* Some trial and error as I try to power Seeduino Ethernet and 24 x Grove Chainable RGB LED *
By default the grove cables supply power to the LEDs from the seeduino. However this is too much current for the seeduino and it gets very hot.
So we need to divert the power lines for the LEDs to another source but keep the data lines going to Seeduino.
The problem is that the data lines and power lines use the same ground wire.
This seems like an easy solve right? Just bridge the ground lines between the Seeduino Ethernet power source and LED power source right? Like Adafruit have done on their tutorial for their very similar P9813 LED strip?
In our case this won’t work because the power supplies are different voltages and so can’t be the same supply with the same ground.
The Seeduino Ethernet needs 6 – 12v on it’s jack, the RGB LEDs need 5v.
Test A: I’m going to try a simple hack, which is powering the Seeduino Ethertnet via it’s FTDI connection at 5v directly. Then it will be ok to share the ground of these.
It’s not documented that you can do this. Neither the Seeduino Ethernet documentation or ArduinoBoardEthernet documentation mention powering via FTDI. So hopefully it doesn’t blow it up.
– Results 1
Getting warm, but not hot.
Ran for 10 minutes then froze when I bumped ethernet connection. Doesn’t seem to recover from having ethernet fail without a hard reset.
– Results 2
Ran for 30 minutes before I screwed it up by disconnecting my network.
– Results 3
Now connected to network wirelessly via a TPLink-TLWR702N in client mode.
Ran for 1hr:30 before I accidentally reset it.
Still kind of warm.
– Result 4
Ran for 30 mins before I accidentally reset it again.

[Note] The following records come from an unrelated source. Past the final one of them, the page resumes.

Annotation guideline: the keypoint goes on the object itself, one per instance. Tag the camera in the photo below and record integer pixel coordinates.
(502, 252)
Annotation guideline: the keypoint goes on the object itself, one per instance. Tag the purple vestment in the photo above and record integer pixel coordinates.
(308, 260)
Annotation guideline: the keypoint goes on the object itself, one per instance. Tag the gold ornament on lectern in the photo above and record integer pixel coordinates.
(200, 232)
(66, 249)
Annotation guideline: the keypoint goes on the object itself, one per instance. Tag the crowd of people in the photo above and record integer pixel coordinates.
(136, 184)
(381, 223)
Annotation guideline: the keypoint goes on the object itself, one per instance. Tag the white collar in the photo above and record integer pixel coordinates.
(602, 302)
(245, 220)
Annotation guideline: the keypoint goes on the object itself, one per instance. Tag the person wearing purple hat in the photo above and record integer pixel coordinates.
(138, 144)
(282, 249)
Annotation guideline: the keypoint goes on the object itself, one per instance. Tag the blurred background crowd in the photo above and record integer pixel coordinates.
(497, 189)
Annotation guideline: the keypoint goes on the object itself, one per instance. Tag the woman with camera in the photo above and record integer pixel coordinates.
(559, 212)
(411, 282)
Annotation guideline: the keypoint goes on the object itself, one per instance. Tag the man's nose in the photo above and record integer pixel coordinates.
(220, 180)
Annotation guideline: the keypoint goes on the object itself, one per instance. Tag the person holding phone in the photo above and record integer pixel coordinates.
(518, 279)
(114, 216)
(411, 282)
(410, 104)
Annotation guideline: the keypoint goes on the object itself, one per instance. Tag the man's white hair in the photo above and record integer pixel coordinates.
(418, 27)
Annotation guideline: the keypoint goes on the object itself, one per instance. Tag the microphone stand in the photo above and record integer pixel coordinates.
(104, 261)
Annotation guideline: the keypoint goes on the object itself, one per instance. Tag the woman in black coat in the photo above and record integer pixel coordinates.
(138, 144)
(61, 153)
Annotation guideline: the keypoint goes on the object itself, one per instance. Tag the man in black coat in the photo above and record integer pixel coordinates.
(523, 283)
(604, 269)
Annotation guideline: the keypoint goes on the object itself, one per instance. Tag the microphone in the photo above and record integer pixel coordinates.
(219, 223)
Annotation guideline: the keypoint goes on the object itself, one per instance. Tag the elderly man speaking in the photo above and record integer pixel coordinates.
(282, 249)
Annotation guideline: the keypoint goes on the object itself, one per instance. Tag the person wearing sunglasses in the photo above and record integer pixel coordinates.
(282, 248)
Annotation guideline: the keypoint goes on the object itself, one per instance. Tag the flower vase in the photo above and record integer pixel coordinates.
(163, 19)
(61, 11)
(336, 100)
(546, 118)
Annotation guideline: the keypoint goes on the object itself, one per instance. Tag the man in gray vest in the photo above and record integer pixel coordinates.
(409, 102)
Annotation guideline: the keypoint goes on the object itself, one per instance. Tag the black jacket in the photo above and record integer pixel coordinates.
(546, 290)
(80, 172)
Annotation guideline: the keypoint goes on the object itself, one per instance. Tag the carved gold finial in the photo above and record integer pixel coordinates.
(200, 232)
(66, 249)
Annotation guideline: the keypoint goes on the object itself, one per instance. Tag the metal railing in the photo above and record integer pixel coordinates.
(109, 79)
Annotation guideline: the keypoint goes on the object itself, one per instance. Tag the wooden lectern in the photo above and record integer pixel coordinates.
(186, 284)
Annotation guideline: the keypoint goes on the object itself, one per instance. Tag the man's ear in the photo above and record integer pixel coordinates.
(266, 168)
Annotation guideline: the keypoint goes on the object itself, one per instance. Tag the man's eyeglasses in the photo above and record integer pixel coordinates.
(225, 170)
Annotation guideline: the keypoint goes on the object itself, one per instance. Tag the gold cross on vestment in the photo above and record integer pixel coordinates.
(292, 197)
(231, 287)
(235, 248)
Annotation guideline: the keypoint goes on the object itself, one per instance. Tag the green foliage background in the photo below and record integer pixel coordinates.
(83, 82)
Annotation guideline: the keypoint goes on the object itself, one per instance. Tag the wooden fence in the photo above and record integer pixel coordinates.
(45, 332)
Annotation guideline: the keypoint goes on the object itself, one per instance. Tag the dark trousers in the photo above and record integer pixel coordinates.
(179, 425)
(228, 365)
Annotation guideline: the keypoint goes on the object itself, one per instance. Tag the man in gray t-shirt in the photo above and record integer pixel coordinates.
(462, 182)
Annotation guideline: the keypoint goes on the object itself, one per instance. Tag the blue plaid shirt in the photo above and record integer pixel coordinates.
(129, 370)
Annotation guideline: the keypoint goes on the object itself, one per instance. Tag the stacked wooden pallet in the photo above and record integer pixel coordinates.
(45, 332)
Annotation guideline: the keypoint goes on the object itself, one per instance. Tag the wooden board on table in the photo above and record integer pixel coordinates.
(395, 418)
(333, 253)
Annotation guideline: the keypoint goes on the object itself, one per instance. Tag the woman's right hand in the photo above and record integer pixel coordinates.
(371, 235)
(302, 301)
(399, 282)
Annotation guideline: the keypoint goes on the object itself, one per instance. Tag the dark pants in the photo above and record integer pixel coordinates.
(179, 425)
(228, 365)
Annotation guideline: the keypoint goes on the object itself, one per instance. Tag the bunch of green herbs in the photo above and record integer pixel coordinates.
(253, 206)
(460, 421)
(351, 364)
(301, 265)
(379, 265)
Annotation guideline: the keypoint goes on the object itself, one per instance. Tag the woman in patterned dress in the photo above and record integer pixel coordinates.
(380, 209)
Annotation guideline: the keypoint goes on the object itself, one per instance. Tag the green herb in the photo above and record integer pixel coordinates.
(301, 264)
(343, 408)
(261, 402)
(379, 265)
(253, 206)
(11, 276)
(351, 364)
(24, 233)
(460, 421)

This seems to be happening pretty easily, going to try an ethernet cable with a locking plug.
– Result 5
Better phsyical reliability with a locking plug rj45. Shook it around a whole bunch and no freezes, still giving good data. Guess I had a particularly bad connector on my previous cable. Still, it would be better if the seeduino could withstand losing it’s network connection for a moment without freezing.
LEARNING THE HARD WAY: Seems the disconnect issue with the Seeduino is only a problem when the rj45 is pulled from the seeduino itself. Pulling it at the destination or the network being unavailable in other ways doesn’t seem to bother it. So far in any case, needs more testing.
=== Conclusion ===
– You can power the Seeduino Ethernet using a regulated 5v source via the 5V and gnd pins on the FTDI header. However it gets quite warm, I would have reservations about using it for an ‘always on’ application.
– Large groups of the grove Chainable RGB LED can be powered by directly powering the chain post-microcontroller, as long as you share the ground connection between the microcontroller and seeduino.
– The seeduino ethernet network functionality freezes if you disconnect the cable while it’s working on UDP (and perhaps in other situations). The only way to get it back is a hard reset.